Cuando sonó el himno de los Estados Unidos durante la visita del presidente George W. Bush a Bogotá, el presidente de Colombia Álvaro Uribe se puso la mano en el pecho. Dijo la prensa que "parecía uno más de la delegación americana". No es que lo parezca: es que lo es.
Y no sólo en los aspectos formales y simbólicos, como la postura corporal adoptada para escuchar un himno ajeno como si fuera propio, o la autorización dada sin rechistar a los guardaespaldas del visitante para que desarmaran a las tropas colombianas que se aprestaban a rendirle honores protocolarios (¿temían acaso un «falso positivo»?)
En todo, desde las disposiciones del protocolo hasta las decisiones de la defensa nacional, Álvaro Uribe se comporta como si fuera un funcionario del gobierno de los Estados Unidos, y no el Presidente de un país soberano.
En diplomacia: el apoyo irrestricto a la ilegal guerra de «defensa preventiva» de Bush contra Irak.
En la política interna, centrada toda ella en la guerra contra el narcotráfico decretada por los gobiernos norteamericanos: la fumigación de los cultivos de pancoger, de las zonas fronterizas de los países vecinos, de los parques naturales en teoría protegidos por la ley; la extradición de colombianos (bajo Uribe van 536: unos diez por semana) para que sean juzgados por jueces norteamericanos según las leyes norteamericanas por delitos que a veces no lo son en Colombia; y hasta la grotesca prohibición de la comercialización de productos legales extraídos de la hoja de coca, como las infusiones o las galletas. Y en las relaciones bilaterales, empezando por las del comercio.
En nada de eso manda Uribe; se limita a recibir y transmitir órdenes.

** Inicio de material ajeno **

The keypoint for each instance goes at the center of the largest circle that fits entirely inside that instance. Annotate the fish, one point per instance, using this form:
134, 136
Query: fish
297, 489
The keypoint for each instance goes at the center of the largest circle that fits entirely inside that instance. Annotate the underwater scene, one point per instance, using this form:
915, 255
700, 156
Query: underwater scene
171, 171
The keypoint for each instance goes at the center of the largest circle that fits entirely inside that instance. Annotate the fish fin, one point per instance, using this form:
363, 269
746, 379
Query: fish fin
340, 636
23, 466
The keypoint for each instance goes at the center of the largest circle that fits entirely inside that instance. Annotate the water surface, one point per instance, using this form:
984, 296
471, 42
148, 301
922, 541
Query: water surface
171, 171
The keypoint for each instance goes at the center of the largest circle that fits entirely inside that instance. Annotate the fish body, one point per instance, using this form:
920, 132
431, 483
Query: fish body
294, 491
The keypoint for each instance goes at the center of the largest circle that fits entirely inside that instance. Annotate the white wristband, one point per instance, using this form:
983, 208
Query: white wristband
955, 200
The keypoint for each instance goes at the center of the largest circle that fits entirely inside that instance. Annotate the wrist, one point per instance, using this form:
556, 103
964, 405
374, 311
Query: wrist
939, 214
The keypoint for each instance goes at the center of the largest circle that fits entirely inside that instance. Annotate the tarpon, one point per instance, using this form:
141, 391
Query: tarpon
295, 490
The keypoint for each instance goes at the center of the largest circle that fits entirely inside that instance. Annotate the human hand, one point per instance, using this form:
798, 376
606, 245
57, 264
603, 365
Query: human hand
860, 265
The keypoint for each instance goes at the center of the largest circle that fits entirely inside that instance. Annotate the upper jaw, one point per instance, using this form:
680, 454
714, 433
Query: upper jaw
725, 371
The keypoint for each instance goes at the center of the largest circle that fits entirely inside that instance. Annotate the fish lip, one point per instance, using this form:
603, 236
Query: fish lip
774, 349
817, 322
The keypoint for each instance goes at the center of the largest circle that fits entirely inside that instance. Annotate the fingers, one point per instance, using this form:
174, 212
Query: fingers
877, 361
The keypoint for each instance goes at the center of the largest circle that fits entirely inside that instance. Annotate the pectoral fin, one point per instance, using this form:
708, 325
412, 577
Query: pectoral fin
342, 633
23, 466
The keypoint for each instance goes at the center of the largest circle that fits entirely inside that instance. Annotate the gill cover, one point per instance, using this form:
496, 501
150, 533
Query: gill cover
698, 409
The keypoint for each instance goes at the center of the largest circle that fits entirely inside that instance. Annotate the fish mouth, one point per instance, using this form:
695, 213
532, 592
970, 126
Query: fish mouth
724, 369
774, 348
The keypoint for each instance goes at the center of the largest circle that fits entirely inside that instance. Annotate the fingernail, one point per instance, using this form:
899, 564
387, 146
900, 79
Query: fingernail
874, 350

Claro está que no es Uribe el primer Presidente colombiano que se comporta ante los Estados Unidos como si fuera una alfombra: como un cipayo, para usar el nombre de los oficiales indios del Imperio Británico que servían de correa de transmisión entre la potencia colonial y sus propios compatriotas.
Lo han hecho prácticamente todos los que hemos tenido por lo menos desde mediados del siglo XIX, cuando Mariano Ospina Rodríguez pedía, sin conseguirlo, que Colombia fuera colonizada por el ya entonces llamado «Coloso del Norte».
Basta con echar una ojeada sobre la lista de los más recientes: es una galería de exhibicionistas del servilismo.
Andrés Pastrana, que adoptó como propio el Plan Colombia redactado por la administración Clinton y recibió los primeros centenares de consejeros militares norteamericanos.
Ernesto Samper, que aseguraba combatir el narcotráfico que había financiado su campaña presidencial "por convicción, y no por coacción".
César Gaviria, que abrió la economía a las imposiciones del Consenso de Washington y llamó a los «marines» para que construyeran, según dijo, una escuelita en la remota playa de Juanchaco, sobre el Océano Pacífico.
Pero en el fondo tenía razón Samper. Si nuestros gobernantes (que escogimos nosotros, dentro de ciertos límites de libertad mitigada por el fraude, la amenaza y el poder del dinero) actúan como cipayos, no es por coacción, sino por convicción: les gusta el sometimiento. Dentro de algunos años los veremos lamiéndoles los pies a los dirigentes del nuevo imperio que ya se ve asomar, que es la China. Y después, a los que vayan viniendo.
No deja de ser tranquilizador, en cierto modo.
Sería mucho peor que los que mandaran de verdad fueran los nuestros.